In considering use of other medications for bipolar disorder while nursing, data too are limited. Lithium levels in breast milk are close to half the levels in maternal blood. Infant kidney function is not optimal, which can result in elevated blood levels of lithium. If lithium is taken during breastfeeding, the infant’s blood levels and complete blood count should be monitored closely.

Depakote (valproate) has not been associated with adverse effects in exposed infants or mothers, and the American Academy of Neurology does advocate breastfeeding for mothers on antiseizure medication. Equetro (carbamazepine) levels in breast milk are low. The American Academy of Pediatrics lists both Depakote (valproate) and Equetro (carbamazepine) as compatible with breastfeeding. As for the antipsychotic agents, there had been twenty-eight reports on infant exposure during breastfeeding at the time of the Yonkers et al. review; no adverse events were reported in the majority of cases.
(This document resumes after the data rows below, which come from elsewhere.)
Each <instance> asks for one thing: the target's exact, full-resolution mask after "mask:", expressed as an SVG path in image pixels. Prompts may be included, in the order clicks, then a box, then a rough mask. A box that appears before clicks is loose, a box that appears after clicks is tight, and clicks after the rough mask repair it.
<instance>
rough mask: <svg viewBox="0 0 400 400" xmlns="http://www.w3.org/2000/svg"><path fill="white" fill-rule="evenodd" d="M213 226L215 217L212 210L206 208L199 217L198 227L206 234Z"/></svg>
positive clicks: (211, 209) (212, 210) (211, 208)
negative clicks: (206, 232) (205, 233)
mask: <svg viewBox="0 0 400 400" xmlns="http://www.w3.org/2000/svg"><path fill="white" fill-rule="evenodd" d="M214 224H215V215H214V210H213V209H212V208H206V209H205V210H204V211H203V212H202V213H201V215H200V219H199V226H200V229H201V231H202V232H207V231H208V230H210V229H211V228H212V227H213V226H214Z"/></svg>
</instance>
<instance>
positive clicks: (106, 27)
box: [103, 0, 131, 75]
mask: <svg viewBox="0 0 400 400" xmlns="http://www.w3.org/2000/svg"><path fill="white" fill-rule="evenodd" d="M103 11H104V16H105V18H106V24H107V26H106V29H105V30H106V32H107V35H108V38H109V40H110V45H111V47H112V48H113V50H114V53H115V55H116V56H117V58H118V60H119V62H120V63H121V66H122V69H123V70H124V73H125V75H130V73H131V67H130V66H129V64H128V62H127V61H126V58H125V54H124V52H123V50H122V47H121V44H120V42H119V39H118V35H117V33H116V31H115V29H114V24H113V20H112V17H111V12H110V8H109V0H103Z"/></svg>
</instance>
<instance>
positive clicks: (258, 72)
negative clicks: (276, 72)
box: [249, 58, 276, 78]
Deciding whether to breastfeed while on bipolar medications is difficult. The risk of going off medication, however, is great. There is a high rate of recurrence of illness during the postpartum period. Lithium has been found to reduce the rate of relapse from 50% to less than 10% in the postpartum period. Although it is desirous of many women to breastfeed, if you absolutely do not want the infant exposed to any medications, the more conservative approach is to remain on medication and not breastfeed, as both depression and mania can be associated with adverse outcomes in an infant. Untreated maternal depression is associated with reduced weight gain in infants. A depressed or manic mother will be less in tune with a baby’s needs, less able to monitor the environment for safety, and less apt to engage in a nonverbal dialogue with the baby. Early attachment is important in a baby’s development, as poor attachment early on confers risks later in life for emotional and behavioral problems.

Terms:

Teratogenic – that which can interfere with normal embryonic development.

Half-life – the time it takes for half of the blood concentration of a medication to be eliminated from the body. Half-life determines as well the time to equilibrium of a drug in the blood and determines the frequency of dosing to achieve that equilibrium.

Attachment – the psychological connection between a child and his or her caretaker. Infants develop attachment behaviors within the first month. Deficits in early attachments can result in problems in later relationships in life.